10.15-10.45: Welmoed Wagenaar, PhD Candidate, University of Gronningen (NL)
Short presentation of 15 min. followed by discussion of 15 min.
In this presentation, I present preliminary findings based on ethnographic research on how fandom is lived, practiced and experienced by media fans in their everyday life. I show how for many of my interlocutors, fandom is an integral part of their daily life while also being a set apart reality they engage in. Specifically, I zoom in on how engaging in fandom throughout the day can become a way to dip into particular moods and emotions - something fans navigate carefully.
10.45-11.00 Coffee break
11.00-11.30: Mikkel Bækby Johansen, PhD Candidate, University of Copenhagen
Sense and Sensibility in Intellectual Discourse on YouTube: The case of Sam Harris and the Intellectual Dark Web
In recent years, YouTube has become a public intellectual arena in its own right. The YouTube video is one of the main vehicles for public intellectual interventions, which are circulated on YouTube by both intellectuals, intermediaries, and audiences. Focusing on the case of Sam Harris, member of The Intellectual Dark Web, a loose collection of intellectuals and YouTube stars, I present part of my PhD thesis, which illustrates how reason and emotion are often juxtaposed and used to position participants of the online culture wars. I exemplify this point by close reading Sam Harris’ public intellectual performance on HBO’s Real Time with Bill Maher in which a much debated argument with Hollywood actor Ben Affleck came to represent the positional characteristics of contemporary public intellectual discourse.

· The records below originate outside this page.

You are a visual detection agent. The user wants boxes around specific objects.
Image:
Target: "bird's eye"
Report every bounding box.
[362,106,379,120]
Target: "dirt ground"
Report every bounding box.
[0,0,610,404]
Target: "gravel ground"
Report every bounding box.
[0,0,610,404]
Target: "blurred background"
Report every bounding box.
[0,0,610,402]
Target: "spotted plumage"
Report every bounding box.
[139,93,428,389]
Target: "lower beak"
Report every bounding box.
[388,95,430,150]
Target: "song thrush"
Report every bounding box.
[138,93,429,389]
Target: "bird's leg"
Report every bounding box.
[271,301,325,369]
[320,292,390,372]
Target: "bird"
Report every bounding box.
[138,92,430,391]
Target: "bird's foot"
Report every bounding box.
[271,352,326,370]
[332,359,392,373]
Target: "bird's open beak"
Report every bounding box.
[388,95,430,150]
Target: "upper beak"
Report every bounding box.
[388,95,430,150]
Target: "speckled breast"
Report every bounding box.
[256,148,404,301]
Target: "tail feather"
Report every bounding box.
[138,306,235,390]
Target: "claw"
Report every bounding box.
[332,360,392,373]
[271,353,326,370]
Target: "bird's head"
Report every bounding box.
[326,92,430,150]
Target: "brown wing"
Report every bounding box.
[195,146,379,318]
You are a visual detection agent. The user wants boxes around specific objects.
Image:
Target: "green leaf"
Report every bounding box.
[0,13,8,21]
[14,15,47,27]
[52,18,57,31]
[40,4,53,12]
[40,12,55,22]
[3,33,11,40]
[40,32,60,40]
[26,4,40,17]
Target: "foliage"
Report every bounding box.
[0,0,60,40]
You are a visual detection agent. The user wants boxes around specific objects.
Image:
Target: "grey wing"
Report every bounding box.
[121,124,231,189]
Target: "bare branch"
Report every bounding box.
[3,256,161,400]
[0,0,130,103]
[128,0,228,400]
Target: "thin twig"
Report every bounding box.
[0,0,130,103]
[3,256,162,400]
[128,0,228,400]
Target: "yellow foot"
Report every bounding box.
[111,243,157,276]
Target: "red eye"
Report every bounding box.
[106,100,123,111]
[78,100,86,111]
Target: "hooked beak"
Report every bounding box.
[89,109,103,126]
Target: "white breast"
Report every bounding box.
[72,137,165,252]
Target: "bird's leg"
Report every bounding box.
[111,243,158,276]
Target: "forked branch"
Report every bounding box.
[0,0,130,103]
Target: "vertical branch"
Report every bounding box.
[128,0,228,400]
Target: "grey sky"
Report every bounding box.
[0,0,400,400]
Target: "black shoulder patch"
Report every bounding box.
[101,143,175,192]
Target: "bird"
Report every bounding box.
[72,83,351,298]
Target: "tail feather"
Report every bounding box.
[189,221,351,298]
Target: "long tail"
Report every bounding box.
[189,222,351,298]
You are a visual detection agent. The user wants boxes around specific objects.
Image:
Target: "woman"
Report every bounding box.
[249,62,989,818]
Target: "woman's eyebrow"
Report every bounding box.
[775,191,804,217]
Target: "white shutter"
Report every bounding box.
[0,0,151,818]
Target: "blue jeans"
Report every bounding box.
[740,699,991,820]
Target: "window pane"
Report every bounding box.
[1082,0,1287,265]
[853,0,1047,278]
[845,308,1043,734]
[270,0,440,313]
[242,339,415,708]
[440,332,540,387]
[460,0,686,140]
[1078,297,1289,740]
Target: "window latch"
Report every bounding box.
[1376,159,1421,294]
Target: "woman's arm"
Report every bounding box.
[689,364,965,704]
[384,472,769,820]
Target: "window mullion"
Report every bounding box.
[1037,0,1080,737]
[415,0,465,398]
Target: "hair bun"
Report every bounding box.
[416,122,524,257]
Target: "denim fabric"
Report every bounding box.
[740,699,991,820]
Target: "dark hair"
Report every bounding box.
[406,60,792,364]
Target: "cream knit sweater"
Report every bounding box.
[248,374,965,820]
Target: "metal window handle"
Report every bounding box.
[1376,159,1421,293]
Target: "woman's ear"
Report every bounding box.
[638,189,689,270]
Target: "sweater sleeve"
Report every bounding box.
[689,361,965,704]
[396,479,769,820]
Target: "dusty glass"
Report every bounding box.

11.30-12.00: Lene Bull Christiansen, Associate Professor, University of Roskilde (RUC)
This presentation introduces some preliminary findings from the research project Feminist Activism in Transition (FAT), in which we have investigated the affective flows, which interconnect a movement of body/fat activists in Denmark. In my presentation, I will focus on the ways in which emotion functions to bind people together through their everyday engagements with each other via social media.